Germany’s faith in the US has taken a nosedive since the election of Donald Trump with the country viewing their longtime ally as trustworthy as Russia, a new poll has found.
Just 22 per cent of respondents trusted the US under its new leader – compared with 59 per cent just before the November election.
The sample of just over just 1,000 voters also found Germany’s trust in Russia had declined four points between November and February to just 21 per cent. However, this is up from a low of 15 per cent in March 2015 following the downing of MH17 and the annexation of the Crimea.
The results, gathered by Cologne-based radio station WDR, found that only 26 per cent of believe it is good that Mr Trump is following through on his campaign promises to ramp up protectionism, build a wall on the Mexican border and ban people from seven Muslim-majority countries.

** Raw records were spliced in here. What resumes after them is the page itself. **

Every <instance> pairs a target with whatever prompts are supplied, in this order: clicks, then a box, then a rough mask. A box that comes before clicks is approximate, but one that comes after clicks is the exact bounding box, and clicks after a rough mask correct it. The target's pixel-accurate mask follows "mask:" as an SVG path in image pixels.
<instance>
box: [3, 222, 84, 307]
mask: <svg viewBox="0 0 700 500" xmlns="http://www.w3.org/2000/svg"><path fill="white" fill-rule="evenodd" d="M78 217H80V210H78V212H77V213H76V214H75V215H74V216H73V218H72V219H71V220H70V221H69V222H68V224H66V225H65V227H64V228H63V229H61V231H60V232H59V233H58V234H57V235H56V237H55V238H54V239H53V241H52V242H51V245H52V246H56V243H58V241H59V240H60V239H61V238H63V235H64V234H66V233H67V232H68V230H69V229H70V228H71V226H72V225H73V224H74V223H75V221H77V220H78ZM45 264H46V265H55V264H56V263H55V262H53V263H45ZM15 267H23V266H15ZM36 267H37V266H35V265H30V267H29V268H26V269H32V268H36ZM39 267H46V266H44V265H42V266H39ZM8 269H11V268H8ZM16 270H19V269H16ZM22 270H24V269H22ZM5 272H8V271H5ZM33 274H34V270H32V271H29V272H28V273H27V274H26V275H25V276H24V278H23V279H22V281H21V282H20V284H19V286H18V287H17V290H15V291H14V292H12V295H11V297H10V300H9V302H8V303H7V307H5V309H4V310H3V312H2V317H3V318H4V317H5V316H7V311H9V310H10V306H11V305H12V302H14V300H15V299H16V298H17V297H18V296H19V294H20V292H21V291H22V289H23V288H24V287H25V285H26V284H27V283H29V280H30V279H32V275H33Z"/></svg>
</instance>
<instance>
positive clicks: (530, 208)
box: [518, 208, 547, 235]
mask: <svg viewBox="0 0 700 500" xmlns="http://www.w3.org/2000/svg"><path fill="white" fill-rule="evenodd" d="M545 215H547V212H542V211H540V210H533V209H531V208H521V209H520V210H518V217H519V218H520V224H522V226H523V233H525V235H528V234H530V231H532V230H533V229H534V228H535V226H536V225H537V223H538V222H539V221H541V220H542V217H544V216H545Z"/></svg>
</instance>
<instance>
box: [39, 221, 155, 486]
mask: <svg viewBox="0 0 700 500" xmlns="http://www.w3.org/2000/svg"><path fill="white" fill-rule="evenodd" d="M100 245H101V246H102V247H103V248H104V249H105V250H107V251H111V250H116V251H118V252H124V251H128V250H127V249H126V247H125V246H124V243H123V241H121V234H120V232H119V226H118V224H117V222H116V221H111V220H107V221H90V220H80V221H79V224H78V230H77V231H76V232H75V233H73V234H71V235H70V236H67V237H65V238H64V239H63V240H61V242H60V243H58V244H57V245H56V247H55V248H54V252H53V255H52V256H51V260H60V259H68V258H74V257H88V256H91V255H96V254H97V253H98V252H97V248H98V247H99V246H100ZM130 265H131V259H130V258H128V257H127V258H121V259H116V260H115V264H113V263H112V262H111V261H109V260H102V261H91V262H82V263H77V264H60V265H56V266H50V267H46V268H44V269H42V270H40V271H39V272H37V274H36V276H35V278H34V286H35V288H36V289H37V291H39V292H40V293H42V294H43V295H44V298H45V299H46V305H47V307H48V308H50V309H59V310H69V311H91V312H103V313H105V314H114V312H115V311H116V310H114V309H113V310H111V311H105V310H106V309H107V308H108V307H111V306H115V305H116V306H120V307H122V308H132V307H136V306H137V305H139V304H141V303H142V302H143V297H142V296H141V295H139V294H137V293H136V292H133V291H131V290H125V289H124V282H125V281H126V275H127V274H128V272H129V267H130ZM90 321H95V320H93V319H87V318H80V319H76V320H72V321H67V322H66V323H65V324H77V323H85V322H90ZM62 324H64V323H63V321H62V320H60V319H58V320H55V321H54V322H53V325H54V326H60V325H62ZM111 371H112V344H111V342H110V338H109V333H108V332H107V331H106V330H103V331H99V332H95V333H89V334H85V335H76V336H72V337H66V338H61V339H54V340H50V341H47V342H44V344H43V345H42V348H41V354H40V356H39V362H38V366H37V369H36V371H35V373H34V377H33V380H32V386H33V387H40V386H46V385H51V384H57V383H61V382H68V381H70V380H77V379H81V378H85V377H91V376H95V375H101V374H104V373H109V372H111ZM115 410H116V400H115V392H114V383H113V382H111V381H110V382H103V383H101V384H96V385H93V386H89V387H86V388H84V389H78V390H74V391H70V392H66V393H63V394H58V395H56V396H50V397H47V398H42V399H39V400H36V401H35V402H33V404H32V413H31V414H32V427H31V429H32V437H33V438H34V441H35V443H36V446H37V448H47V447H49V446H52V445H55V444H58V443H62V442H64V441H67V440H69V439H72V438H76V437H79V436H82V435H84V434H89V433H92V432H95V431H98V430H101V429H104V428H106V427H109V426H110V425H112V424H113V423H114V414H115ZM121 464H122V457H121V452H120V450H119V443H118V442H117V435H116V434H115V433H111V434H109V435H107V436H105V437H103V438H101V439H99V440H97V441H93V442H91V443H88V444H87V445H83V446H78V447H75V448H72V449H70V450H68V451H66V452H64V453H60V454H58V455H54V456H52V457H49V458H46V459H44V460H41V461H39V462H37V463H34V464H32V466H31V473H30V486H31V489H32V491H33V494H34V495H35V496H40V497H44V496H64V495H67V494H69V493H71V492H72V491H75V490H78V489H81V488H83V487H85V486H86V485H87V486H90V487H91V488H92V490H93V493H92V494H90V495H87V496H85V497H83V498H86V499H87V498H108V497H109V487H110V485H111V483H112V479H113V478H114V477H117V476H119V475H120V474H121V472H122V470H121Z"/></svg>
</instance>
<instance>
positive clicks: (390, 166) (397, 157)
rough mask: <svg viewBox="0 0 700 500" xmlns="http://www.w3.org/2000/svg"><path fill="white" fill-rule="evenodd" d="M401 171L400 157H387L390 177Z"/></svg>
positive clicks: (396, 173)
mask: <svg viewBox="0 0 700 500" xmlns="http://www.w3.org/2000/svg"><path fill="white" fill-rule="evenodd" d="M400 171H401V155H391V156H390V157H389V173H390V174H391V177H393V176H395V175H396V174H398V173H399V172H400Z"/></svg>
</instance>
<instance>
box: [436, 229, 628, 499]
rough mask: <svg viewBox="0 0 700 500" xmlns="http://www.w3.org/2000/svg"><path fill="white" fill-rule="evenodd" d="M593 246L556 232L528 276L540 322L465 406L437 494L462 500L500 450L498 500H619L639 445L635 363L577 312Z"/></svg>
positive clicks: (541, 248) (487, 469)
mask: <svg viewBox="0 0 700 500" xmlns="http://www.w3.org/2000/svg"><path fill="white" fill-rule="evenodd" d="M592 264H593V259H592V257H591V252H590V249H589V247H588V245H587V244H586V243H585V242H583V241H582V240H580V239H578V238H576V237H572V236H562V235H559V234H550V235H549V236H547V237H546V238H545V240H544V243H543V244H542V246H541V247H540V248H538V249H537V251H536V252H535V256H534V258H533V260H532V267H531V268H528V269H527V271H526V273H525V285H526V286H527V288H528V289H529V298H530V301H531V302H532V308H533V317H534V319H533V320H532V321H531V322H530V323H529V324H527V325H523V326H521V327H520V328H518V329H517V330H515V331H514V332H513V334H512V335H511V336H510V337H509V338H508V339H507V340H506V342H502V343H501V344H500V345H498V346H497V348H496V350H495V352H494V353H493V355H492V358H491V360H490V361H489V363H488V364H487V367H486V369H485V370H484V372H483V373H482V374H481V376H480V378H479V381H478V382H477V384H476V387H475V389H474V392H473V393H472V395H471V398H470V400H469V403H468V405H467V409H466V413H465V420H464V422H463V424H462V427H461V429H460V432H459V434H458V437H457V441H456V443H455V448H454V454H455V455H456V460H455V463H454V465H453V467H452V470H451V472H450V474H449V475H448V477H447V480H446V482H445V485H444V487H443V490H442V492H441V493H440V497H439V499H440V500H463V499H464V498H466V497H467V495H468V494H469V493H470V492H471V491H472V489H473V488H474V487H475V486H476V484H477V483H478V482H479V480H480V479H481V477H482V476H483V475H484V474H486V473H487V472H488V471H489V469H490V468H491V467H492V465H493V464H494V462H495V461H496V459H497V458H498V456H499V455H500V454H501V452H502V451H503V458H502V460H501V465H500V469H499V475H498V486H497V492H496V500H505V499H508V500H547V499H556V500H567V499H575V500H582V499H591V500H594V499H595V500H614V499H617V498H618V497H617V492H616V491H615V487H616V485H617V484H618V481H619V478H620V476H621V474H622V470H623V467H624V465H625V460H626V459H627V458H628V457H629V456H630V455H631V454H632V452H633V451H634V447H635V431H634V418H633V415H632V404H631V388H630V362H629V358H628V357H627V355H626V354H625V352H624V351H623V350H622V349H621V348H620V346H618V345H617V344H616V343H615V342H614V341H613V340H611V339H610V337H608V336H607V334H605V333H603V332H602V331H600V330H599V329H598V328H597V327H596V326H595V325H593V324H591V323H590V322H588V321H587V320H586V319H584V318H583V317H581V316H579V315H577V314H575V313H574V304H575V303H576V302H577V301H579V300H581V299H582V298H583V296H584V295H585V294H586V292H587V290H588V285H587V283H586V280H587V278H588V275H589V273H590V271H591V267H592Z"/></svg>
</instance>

A further 69 per cent disapproved of his policies, but 80 per cent still believed the European Union must cooperate closely with him.
The survey was part of a wider trend report polling Germans on politics ahead of the federal elections later this year.
It also found 90 per cent of Germans were worried about the state of democracy in Turkey.
Eighty-three per cent of respondents believed the government should be more opposed to the Turkish government’s crackdown on dissent but 50 per cent still believe Chancellor Angela Merkel should do everything she can to save the refugee agreement agreed in March last year.
The poll comes as one Germany’s leading political magazines, Der Spiegel, depicted Mr Trump as an “American Pyscho” on its front cover holding the severed head of the Statute of Liberty with the headline: “America First”.
Germany, along with many other European countries, reacted with dismay to Mr Trump’s executive order banning all citizens from seven Muslim-majority countries coming to the US last week.
In a recent phone call Ms Merkel reportedly explained the Geneva Convention to her American counterpart.
A statement issued by her spokesman, Steffen Seibert, said: “The Chancellor regrets the US government’s entry ban against refugees and citizens of certain countries.
“She is convinced that even the necessary, resolute fight against terrorism doesn’t justify putting people of a particular origin or particular faith under general suspicion.
“The Geneva Refugee Convention requires the international community to take in refugees from war on humanitarian grounds. All signatory states are expected to do so. The Chancellor explained this policy to the US President in their call yesterday.
“The German government will now examine what consequences the measure of the US government will have for German citizens with double citizenship and will represent their interests, if necessary, before our American partners.”